Like any good algebraist, he is made to think sometimes in a forward fashion and sometimes in reverse; and so he learns when to concentrate mostly on what he wants to happen and also when to concentrate mostly on avoiding what he does not want to happen.

~ Charlie Munger from, https://fs.blog/2016/04/crashing-planes-mungers-system/

slip:4ufoca1.

That item from a list of six elements, originally from the best pilot education program in existence, made me realize there’s this thing that I do. For me it’s such an intuitive, automatic thing, but it occurs to me to share it to make it explicit.

Let’s begin by thinking about planning and learning. (I’m done. You are now thinking about planning and learning. :) Next, we’ll trot out three magnificently useful, relative adverbs: how, when and why. Six sublime questions instantly appear:

How do I plan?
When do I plan?
Why do I plan?
How do I learn?
When do I learn?
Why do I learn?

I’ve certainly spent a lot of time thinking about those questions. For example, I’ve a bunch of blog posts about knowledge systems that came from thinking about, “how do I learn?” I could spend all my time thinking about those six questions. Exploring those questions, understanding myself, and learning in general, are fine projects to spend time on. But it’s tough to get started. Each of those questions is a deep, Alice in Wonderland rabbit hole.
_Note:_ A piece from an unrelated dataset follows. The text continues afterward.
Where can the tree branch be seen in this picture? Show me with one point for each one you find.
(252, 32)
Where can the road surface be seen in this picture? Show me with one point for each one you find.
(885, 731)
What I want to share is how to use a different framework to flip the entire process over. I want to share my way of making progress on those fine projects without intentionally working on them. Things happen. Thoughts arise. (Your experience may be similar to mine?) The following framework will take anything—happenings or thoughts—and guide it into being deep work on those six questions.

Simply ask:

Forward or backward in time: Is the event in the future or past? Am I thinking about the future or past?

And…

Prefer or dis-prefer: Do I prefer or dis-prefer the event? Do I prefer or dis-prefer what I’m thinking?

For me, the act of examining something—an event, a thought—in the light of those questions, (forward/backward? preferred/dis-preferred?,) leads me to learning about one, and sometimes several, of those six, big questions.